Und ich segne dein Leben im Namen Jesu und erkläre die Herrschaft dessen, der den Tod besiegt hat, die Finsternis besiegt hat, die Sünde besiegt hat, und jetzt auch dir sein Leben mitteilt. Danke, Herr, ich segne meine Schwestern und meine Brüder jetzt, gib ihnen Freude, gib ihnen Frieden, gib ihnen deine Kraft, Halleluja. Und schließlich, an alle meine Brüder und Schwestern, die Jesus bereits kennen und ihre Beziehung zu Christus bekräftigen möchten, stellen Sie sich bitte auf und heben Sie Ihre Hand und sagen Sie: „Herr Jesus, danke, dass Du mich befreit hast, danke, dass Du mich auch hier auf der Erde zu Deinem Lebensträger gemacht hast, danke, dass Du mir meine eigene Auferstehung gegeben hast, danke, denn in Dir habe ich Kraft, ich habe Sieg, ich habe Hoffnung, ich habe Herrlichkeit, nichts kann mich berühren, niemand kann mich anklagen, denn ich bin geheilt und befreit und vergeben worden, durch den, der sein Leben für mich am Kreuz von Golgatha gab, und weil Er es durch die Auferstehung wieder nahm, in Dir, Herr, bin ich auch frei, danke.“
Und Satan, sieh meine erhobene Hand, ich bin eine Tochter und ein Sohn Gottes, und du hast weder Anteil noch Los mit mir, Satan, wir erklären, dass du keine Macht über diese Gemeinschaft hast, denn sie ist eine durch das Blut des Lammes erlöste Gemeinschaft, sie ist eine Gemeinschaft, die unter der Kraft der Auferstehung lebt.

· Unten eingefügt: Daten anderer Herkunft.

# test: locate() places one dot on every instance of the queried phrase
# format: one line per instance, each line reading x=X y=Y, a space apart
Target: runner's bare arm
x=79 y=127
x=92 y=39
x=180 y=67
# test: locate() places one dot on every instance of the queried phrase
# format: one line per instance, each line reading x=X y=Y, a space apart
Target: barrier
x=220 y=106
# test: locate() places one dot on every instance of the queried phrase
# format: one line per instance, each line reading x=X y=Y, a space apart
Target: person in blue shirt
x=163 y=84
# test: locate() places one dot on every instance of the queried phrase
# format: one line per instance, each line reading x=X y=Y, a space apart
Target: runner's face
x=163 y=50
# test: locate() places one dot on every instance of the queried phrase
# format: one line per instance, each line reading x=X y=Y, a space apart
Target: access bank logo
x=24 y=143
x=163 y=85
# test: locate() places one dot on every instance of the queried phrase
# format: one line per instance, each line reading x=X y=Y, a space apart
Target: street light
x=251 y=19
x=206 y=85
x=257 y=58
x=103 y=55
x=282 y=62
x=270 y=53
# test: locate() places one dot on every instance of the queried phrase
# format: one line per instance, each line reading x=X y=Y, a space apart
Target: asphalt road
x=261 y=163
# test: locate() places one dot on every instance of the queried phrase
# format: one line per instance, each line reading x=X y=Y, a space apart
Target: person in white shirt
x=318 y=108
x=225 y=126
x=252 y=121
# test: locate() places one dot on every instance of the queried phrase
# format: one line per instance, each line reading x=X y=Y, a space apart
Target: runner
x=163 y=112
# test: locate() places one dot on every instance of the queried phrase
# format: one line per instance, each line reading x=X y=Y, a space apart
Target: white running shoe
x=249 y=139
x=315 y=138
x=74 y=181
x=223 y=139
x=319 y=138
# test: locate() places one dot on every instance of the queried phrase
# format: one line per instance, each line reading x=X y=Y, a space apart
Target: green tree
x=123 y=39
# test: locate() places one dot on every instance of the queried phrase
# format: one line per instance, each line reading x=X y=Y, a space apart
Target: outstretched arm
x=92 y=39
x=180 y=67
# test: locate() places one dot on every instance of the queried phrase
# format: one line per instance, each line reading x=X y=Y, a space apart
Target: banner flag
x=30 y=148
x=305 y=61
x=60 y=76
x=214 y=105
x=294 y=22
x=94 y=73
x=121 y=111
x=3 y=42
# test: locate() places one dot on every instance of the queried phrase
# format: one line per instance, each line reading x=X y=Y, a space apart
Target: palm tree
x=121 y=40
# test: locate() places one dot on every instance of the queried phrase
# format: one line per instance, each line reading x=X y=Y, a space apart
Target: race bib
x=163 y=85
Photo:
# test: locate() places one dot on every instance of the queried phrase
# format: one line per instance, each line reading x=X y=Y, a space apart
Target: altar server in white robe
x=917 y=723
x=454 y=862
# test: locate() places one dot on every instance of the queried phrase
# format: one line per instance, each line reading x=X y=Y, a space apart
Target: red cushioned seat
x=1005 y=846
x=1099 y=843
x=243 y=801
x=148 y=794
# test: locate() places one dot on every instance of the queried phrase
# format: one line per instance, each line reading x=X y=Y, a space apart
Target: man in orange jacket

Und jeden Tag wird unser Leben besser sein, und jeden Tag werden wir größere Siege haben, und jeden Tag werden wir die Geheimnisse des Evangeliums besser verstehen, und jeden Tag werden wir mehr Kraft haben, Heilung für unsere Krankheiten zu erlangen, prosperierende Leben zu führen, damit unsere Kinder gesegnet werden, damit unsere Heime Orte des Friedens sind, damit unsere Emotionen der Ordnung und der Schönheit deines Reiches unterworfen sind. Und der Tod hat keine Macht über diese Gemeinschaft, wir werden von Besserem zu Besserem gehen, wir werden von Triumph zu Triumph gehen, wir werden von Größe zu Größe gehen, denn Christus und seine Auferstehung decken unser Leben. Danke, Herr, wir loben Dich, wir segnen Dich, danke dem Herrn, gib dem Herrn die Ehre, feiere deinen auserwählten, privilegierten Status als Mitglied des Reiches Gottes, Halleluja, wir loben Dich, wir segnen Dich, Herr, danke für deine Auferstehung, ich segne dich, Volk Gottes, geh von hier bereit, ein siegreiches Leben zu führen, ob es regnet, donnert oder stürmt, du hast den Sieg durch die Auferstehung Jesu Christi, Amen, und Amen.